Simon Danczuk

Now he has been forced to shelve his plans to extend Sunday trading, George Osborne needs to realise the economic argument for longer opening hours is well past its sell-by date.

By my count, the government has tried and failed to push through legislation on relaxing Sunday trading laws three times since 2010. Staff, customers and small shopkeepers alike will now be hoping the Chancellor will finally abandon the idea.

Giving councils the power to permit longer Sunday opening would create many losers and very few winners. Figures from the Keep Sunday Special campaign show that two thirds of council chief executives believe longer opening hours in neighbouring areas would have a negative impact on local trade. Forced into direct competition over deregulation, local authorities would waste no time in waving through 24-hour Sunday opening for supermarkets.

The lack of uniformity in Sunday trading laws would result in a convoluted patchwork of different rules, creating an unfair disparity for workers and wreaking havoc for any national chain trying to establish a coherent country-wide trading strategy.

Supermarket staff would be coerced into working longer hours with, as the SNP pointed out, a real risk wages would be pushed down. Small shop owners too would need to open longer to compete.

With a mandatory living wage coming in and meaningful business rate reform still a long way off, the Chancellor’s u-turn is a rare bit of good news for shopkeepers in my constituency of Rochdale. One corner shop owner told me of his relief. “It used to be the one day we got to ourselves to have a rest and see our families,” he said. “I don’t know many other jobs where people work so many hours 365 days a year.”

The days of a completely shuttered-up Sunday are a thing of the past, but there is no valid argument for turning what should be a special day into just another shopping opportunity.

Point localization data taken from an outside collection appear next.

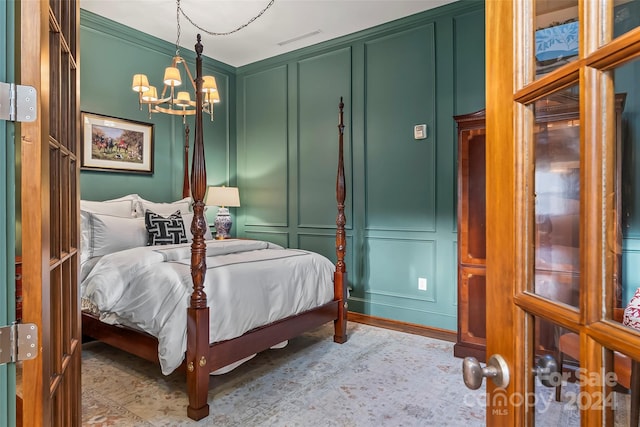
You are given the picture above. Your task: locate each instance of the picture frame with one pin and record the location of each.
(112, 144)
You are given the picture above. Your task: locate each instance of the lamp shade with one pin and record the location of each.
(223, 196)
(150, 95)
(172, 76)
(140, 83)
(183, 98)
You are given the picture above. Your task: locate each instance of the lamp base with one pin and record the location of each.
(223, 224)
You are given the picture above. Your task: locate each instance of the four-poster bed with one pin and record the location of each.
(202, 356)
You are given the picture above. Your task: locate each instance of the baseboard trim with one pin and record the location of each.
(410, 328)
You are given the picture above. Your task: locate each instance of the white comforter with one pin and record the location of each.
(248, 284)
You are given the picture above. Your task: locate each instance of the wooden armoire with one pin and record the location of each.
(556, 274)
(471, 338)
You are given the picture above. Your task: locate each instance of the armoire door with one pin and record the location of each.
(49, 61)
(561, 197)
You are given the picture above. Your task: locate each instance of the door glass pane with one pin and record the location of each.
(557, 196)
(555, 399)
(561, 403)
(626, 16)
(556, 34)
(623, 240)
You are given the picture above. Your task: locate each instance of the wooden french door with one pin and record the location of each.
(561, 204)
(49, 59)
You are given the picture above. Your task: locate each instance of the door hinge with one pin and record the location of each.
(18, 342)
(18, 103)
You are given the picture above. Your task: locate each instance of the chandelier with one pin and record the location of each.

The idea that longer Sunday hours is the key to a major economic boom is nothing more than a myth. Simply opening for longer on a Sunday does not magically create more customers or greater demand. It spreads shopping across seven days rather than six-and-a-half and diverts customers from community-based shops to the soulless out-of-town mega-markets.

Those in favour will cite the brief period during the 2012 Olympics during which restrictions were lifted. But the experiment was more of a false start than a medal winner as c-stores lost an estimated £26m in sales to their larger rivals.

If the Chancellor is intent on ignoring the figures, then perhaps he will listen to his heart and the testimony of supermarket staff. Three-quarters of shop workers already say they are unhappy with their work-life balance. Sunday is often the only day families get to spend together.

Relaxing Sunday trading laws would inflict misery on thousands of hardworking people. Perhaps Mr Osborne should take a quiet Sunday at home to reflect on that.